Agricultural ambitions

The Republic of Palau is a well-known tourist destination that has few natural resources and must import much of its food. Moreover, many of its residents have a relaxed attitude towards life and tend not to save. Often strapped for cash at the end of the month, they make do with meals made from canned foods and instant noodles.

The International Cooperation and Development Fund’s (ICDF) technical mission in Palau is seeking to increase the availability of food on the islands by improving local agricultural technology. Lai Yijun, a TYOS participant assigned to Palau, is a graduate of the Department of Horticulture and Landscape Agriculture at National Taiwan University. Lai has been interested in agriculture since high school, and used to spend his free time helping his father manage the family’s farmland. He also spent one year of his university career as an exchange student in Japan, studying Japanese agriculture in Akita Prefecture and reaffirming his desire to pursue a career in the field.

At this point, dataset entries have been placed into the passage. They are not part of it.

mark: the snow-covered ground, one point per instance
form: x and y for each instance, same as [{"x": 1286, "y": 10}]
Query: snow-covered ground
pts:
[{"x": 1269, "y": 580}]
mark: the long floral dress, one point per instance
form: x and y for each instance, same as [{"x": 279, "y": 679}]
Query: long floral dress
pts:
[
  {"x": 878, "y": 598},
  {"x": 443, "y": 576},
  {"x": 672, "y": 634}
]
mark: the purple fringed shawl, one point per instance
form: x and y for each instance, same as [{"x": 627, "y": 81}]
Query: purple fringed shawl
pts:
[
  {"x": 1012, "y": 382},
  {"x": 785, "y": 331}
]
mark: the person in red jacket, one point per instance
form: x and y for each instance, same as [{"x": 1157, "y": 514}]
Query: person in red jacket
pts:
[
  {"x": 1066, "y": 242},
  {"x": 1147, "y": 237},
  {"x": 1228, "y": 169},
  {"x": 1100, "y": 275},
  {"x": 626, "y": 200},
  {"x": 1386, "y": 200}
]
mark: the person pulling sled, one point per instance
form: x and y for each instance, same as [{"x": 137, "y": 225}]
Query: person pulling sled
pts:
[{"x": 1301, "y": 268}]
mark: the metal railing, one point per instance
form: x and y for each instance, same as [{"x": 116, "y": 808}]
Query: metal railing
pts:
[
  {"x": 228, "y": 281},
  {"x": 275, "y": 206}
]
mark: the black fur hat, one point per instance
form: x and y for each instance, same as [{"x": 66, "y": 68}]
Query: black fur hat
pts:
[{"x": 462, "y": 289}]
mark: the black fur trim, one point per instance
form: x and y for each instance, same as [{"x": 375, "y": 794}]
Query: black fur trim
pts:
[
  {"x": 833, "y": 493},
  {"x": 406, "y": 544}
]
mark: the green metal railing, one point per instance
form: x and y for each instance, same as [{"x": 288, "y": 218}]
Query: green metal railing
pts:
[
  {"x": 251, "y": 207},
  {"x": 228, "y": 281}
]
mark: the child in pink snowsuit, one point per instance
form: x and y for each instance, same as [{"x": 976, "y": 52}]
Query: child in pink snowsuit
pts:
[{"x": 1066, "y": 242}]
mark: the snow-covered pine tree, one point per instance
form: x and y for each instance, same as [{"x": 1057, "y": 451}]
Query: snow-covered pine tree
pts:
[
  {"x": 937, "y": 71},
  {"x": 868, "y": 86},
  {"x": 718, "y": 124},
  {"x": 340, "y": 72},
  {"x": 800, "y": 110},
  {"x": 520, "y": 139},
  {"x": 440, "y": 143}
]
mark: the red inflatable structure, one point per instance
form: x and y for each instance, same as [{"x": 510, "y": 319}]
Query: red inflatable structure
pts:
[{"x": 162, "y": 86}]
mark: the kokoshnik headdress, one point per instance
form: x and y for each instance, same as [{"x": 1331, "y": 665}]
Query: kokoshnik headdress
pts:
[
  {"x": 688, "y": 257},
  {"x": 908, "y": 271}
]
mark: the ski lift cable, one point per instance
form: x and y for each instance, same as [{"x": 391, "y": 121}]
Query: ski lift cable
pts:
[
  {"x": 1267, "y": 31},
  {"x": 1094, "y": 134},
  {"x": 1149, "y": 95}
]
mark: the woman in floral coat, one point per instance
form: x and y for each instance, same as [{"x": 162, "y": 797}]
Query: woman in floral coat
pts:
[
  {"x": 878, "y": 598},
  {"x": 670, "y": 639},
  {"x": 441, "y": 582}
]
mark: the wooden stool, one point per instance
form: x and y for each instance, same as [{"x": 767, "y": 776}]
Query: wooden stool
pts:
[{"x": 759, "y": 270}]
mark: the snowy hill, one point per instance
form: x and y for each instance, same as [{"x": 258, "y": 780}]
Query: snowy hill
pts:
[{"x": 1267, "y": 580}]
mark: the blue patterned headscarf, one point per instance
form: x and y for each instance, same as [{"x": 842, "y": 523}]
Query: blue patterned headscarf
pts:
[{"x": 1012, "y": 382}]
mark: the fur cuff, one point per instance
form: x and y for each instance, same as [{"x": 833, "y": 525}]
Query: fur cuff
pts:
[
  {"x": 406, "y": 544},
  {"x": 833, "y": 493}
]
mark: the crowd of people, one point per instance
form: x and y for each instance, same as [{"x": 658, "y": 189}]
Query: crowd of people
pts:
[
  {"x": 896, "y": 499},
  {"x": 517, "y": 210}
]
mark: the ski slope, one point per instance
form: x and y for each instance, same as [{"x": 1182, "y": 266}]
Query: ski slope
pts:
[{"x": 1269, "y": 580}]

The Palau technical mission’s horticultural production program has been conserving seeds and producing seedlings on a model farm for a number of years. More recently, the program has also begun promoting campus gardens. The team provides participating schools with both resources and advice, and inspects the gardens ­every Tuesday.

When Lai first arrived in Palau, he helped technicians grow seedlings. A few months later, he tried his hand at planning seed and seedling quantities and varieties, which required him to make use of the “plug seedling” techniques he’d learned in school. “The timing and effectiveness of separating and transplanting seedlings determines how well they will ultimately grow,” explains Lai.

The farm also works with a Japanese travel agency in Palau to bring Japanese tourists in for visits. When they come, Lai uses his Japanese language skills to help out the guides.

The farm’s Japanese visitors often exclaim in surprise at how different the crops grown in Palau’s tropical-­rainforest climate are from those grown in Japan’s temperate climate.

Lai also handles correspondence with a Palau-based Japanese research group that sometimes requests resources from the technical mission.

Over the last few years, Lai has applied the horticultural skills he learned in Taiwan to both temperate Japan and tropical Palau. The experience has taught him how to adjust his cultivation techniques to different environments, and enabled him to combine the techniques he has acquired in the field with the fruits of his academic research.

With interest in agricultural work in decline, Lai believes it is more essential than ever for young people to take up farming. He says he is happy to be one of them.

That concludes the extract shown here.